News Capitalists Will Like - Of All Places From Russia!

Monday, December 05, 2005

Foreign debts repaid early, rising energy production, record currency reserves, household incomes up and consumers discovering the (questionable) joy of going on spending sprees while the stock market ascends to new all-time highs.
No, we are not talking about a country following the path of unfettered capitalism.
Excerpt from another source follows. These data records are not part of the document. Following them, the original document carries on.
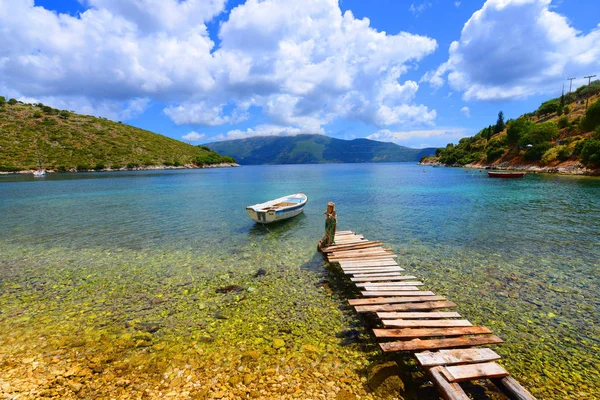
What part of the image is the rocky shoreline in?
[419,161,600,176]
[0,163,241,175]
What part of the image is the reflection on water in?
[0,164,600,399]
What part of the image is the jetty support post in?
[317,201,337,251]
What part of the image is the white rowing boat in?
[246,193,308,224]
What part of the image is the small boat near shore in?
[246,193,308,224]
[488,171,526,178]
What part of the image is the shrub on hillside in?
[486,147,506,162]
[536,99,561,117]
[555,146,573,161]
[542,147,558,164]
[581,139,600,167]
[523,142,552,161]
[558,115,569,129]
[519,122,559,147]
[506,118,533,145]
[573,139,586,156]
[579,101,600,132]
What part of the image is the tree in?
[519,122,559,148]
[580,101,600,132]
[506,118,533,145]
[536,99,562,116]
[581,139,600,167]
[494,111,505,133]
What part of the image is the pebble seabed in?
[0,233,600,400]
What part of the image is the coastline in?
[0,163,241,175]
[419,161,600,176]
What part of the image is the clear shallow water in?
[0,164,600,399]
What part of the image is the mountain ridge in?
[0,100,235,172]
[205,134,435,165]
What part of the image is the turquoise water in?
[0,164,600,399]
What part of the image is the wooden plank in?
[327,246,394,258]
[344,267,404,275]
[360,286,419,297]
[373,326,493,339]
[415,348,501,367]
[340,260,399,268]
[354,301,456,312]
[321,241,381,253]
[377,311,460,319]
[327,255,398,262]
[427,367,469,400]
[327,251,398,262]
[352,272,408,278]
[344,267,404,276]
[381,319,473,328]
[340,264,404,272]
[492,376,535,400]
[329,242,385,257]
[350,275,417,286]
[340,260,399,268]
[327,251,398,262]
[356,281,423,290]
[379,335,503,352]
[348,290,446,306]
[441,362,508,383]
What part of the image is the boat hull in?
[246,193,308,224]
[488,171,525,178]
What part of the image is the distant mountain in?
[206,135,435,165]
[0,96,235,172]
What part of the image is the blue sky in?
[0,0,600,147]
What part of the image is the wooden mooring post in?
[318,203,535,400]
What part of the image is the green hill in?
[207,135,435,164]
[421,80,600,172]
[0,97,235,171]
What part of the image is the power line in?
[584,75,596,110]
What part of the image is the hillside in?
[421,80,600,174]
[207,135,435,164]
[0,97,235,171]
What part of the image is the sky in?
[0,0,600,148]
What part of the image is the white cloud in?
[367,128,467,144]
[408,1,431,17]
[0,0,437,132]
[181,131,206,142]
[421,0,600,100]
[460,106,471,118]
[212,124,312,141]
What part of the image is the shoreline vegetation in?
[0,96,236,173]
[419,80,600,176]
[0,163,240,175]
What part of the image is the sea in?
[0,163,600,399]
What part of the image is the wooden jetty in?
[319,203,535,400]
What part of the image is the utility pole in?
[567,78,577,93]
[584,75,596,110]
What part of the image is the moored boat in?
[488,171,526,178]
[246,193,308,224]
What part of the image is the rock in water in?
[254,268,267,278]
[217,285,244,293]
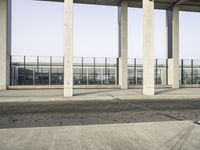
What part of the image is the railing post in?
[166,59,168,85]
[156,59,158,84]
[93,57,96,84]
[117,57,119,85]
[134,58,137,85]
[191,59,194,84]
[81,57,83,85]
[9,55,12,85]
[23,56,26,85]
[104,58,108,84]
[36,56,39,84]
[181,59,184,84]
[49,56,52,85]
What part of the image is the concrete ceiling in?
[38,0,200,12]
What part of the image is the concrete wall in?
[0,0,11,90]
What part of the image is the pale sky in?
[12,0,200,59]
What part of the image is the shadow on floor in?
[74,89,121,96]
[155,88,180,95]
[0,100,200,129]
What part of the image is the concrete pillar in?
[118,1,128,89]
[64,0,73,97]
[143,0,155,95]
[0,0,11,90]
[166,6,179,88]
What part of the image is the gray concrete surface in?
[0,88,200,103]
[0,89,200,150]
[0,121,200,150]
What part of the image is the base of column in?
[121,85,128,90]
[172,84,180,89]
[143,87,155,95]
[168,59,180,89]
[64,87,73,97]
[0,85,7,91]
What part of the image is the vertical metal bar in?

These times it is oligopolistic Russia that sets the records.
In a stark contrast to US and European media, reading Russian news these days is like picking up a paper from Pleasantville.
48 hours worth of news from the Eurasian giant paint a truly rosy picture from the country that spans 9 time-zones and that is also enjoying record foreign direct investments.
The business section of Ria Novosti brings us the news that real household incomes rose 9.4% year-on-year while retirees find 8.9% more in their wallets. This comes on top of the news that unemployment has been reduced to 5.6 (6) million out of a workforce of 78 million people.
Russians know how to make use of the jump in incomes that dramatically outgrew an annual inflation rate of 10%.
According to the web edition of The Pravda consumers feel so confident of their personal economic situation that they are embarking on "shop till you drop" adventures. Citing a study from PriceWaterhouseCoopers the new trend offers extensive investment opportunities to retailers that is not limited anymore to the ever-present luxury bracket that has served the Russian financial elite since the early 1990s. A good indication that Russians move upmarket is the declining share of food in their household budgets which dropped from 55% to 39%.
Surfing to Interfax reveals still more good news.
The Russian Finance Ministry today announced that it will convert another tranche of old Soviet debts into Eurobonds earlier than anticipated. The conversion of some $500 million debt was originally planned for October 2006. Now the time-table has been fast forwarded to either this or the coming month.
Record, Records, Records
This comes at a time when the total foreign debt of the country has been reduced to $88.6 billion - or roughly 1.1% of US public debt - from $114.1 billion at the beginning of 2005. The fast payback can be attributed to higher oil revenues.
The good news do not stop here.
Russia's forex reserves have risen to a record $163.3 billion by the end of November, up 31% for the running year. The strong rise in November so far has not come from the intended doubling of the share of gold in Russia's forex reserves, announced by president Vladimir Putin last month.
In contrast to so many other countries the improvement of all these economic indicators does not come from increased government spending. The Russian federal surplus has doubled to 1.162 billion roubles in the 3rd quarter of 2005, compared with a year earlier.
All together these figures could lead to 6.1% GDP growth in 2006, the Russian central bank had said earlier, basing its forecast on a $60 oil price. This year Russia's economy is expected to drive home a growth rate of 5.5% according to IMF estimates.
The stock market has already discounted the good news. The RTS index reached a record high at 1,053 points by the end of last week and analysts see more potential.
Do I sense a global seismic shift here? Yes, I do.